Aus Trauer und Zorn eine Tröstung

Lyrik von Geoffrey Hill auf Deutsch
Hamburg

Zu den meisten, zu den grundlegenden Dingen, die angesichts des gerade erschienenen Auswahlbandes von Gedichten Geoffrey Hills zu sagen wären, wird der Rezensent sich zurückhalten. Das ist eine Frage der Verhältnismäßigkeit: Dort der 1932 geborene, angesehen-etablierte Lyriker und Literaturkritiker, der – so das Nachwort (S. 164) – „in der angelsächsischen Welt […] zu den Größten seiner Zunft“ zählt, hier der … ach, im Vergleich: ein Kiesel. Dort die Zusammenstellung von Texten aus fast 50 Jahren dichterischem Schaffen, hier der begrenzte Versuch das reichhaltige und dichte Material in einer bloß wochenlangen Lektüre zu durchdringen – ohne Zeit und Lust, nachzusehen und aufzubereiten, was Geoffrey Hill sonst noch geschrieben (oder in seinen Oxford-Poetry-Lectures seit 2010 vorgetragen) hat oder wie sein Werk von der Literaturkritik und Literaturwissenschaft üblicherweise diskutiert wird. Obschon es ein solcher ausgreifend-systematischer Auswahlband, wie er in der Edition Lyrik Kabinett bei Hanser erschienen ist, nahe legt, scheint es dem Rezensenten unmöglich und unpassend, sich zur Person, zum Werk und zum bleibenden Beitrags des Dichters Geoffrey Hill zur Lyrik im Allgemeinen und zur englischen im Besonderen zu äußern. Auch zur Repräsentativität und der Auswahl der Gedichte im vorliegenden Band vermag er sich nicht zu äußern; das mögen andere, berufenere tun.

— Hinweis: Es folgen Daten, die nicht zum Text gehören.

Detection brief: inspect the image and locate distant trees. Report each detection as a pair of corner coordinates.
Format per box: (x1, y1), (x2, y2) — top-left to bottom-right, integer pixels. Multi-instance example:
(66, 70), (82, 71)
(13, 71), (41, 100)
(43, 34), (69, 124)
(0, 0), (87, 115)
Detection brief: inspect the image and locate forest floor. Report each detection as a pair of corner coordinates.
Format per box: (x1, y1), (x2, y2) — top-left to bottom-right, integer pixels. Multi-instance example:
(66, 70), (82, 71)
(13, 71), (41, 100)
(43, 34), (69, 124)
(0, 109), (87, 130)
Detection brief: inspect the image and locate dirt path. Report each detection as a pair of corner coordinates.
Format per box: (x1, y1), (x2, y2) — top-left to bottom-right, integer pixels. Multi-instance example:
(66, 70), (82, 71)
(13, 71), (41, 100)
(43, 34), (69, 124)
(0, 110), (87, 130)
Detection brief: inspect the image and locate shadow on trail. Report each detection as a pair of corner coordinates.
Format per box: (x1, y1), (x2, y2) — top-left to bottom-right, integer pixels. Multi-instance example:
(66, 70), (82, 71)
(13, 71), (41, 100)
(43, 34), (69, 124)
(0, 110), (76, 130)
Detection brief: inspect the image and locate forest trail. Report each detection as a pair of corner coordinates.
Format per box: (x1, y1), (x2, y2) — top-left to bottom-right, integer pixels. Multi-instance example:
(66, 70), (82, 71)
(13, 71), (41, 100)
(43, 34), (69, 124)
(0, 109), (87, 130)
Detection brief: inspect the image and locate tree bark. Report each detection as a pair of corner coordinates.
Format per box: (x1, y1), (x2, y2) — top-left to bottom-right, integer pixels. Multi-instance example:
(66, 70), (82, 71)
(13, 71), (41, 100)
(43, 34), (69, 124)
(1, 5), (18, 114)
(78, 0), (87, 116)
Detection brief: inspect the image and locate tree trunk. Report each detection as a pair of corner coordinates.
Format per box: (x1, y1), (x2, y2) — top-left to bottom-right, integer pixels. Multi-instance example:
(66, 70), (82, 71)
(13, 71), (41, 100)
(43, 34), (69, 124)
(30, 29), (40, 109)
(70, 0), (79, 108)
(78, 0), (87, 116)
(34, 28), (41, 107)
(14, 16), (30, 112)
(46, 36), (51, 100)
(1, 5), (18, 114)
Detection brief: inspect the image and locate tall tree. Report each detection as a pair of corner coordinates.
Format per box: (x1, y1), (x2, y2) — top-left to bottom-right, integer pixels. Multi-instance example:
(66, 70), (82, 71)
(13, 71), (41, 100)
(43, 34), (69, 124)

Insofern ist die Hauptbotschaft der vorliegenden Rezension der informatorische Hinweis, dass es nun (wie man im Nachwort des Übersetzers Werner von Koppenfels liest), erstmals Gedichte von Geoffrey Hill publiziert in einem deutschen Verlag, zweisprachig Englisch/Deutsch zu lesen gibt – abgesehen von Prosagedichten in einer Lyrikanthologie, die von Uwe Kolbe übertragen wurden.

Der Umstand, dass es sich bei diesem Auswahlband um eine deutschsprachige Premiere, erlaubt es dem Rezensenten zumindest teilweise die Scham über seine eigene literaturwissenschaftliche Unbelecktheit und Naivität zurückzudrängen: Dass Geoffrey Hill ein großartiger, wortmächtiger Lyriker ist, den es sich lohnt anzuschauen, dürfe im deutschsprachigen Raum noch einen gewissen Neuigkeitswert haben.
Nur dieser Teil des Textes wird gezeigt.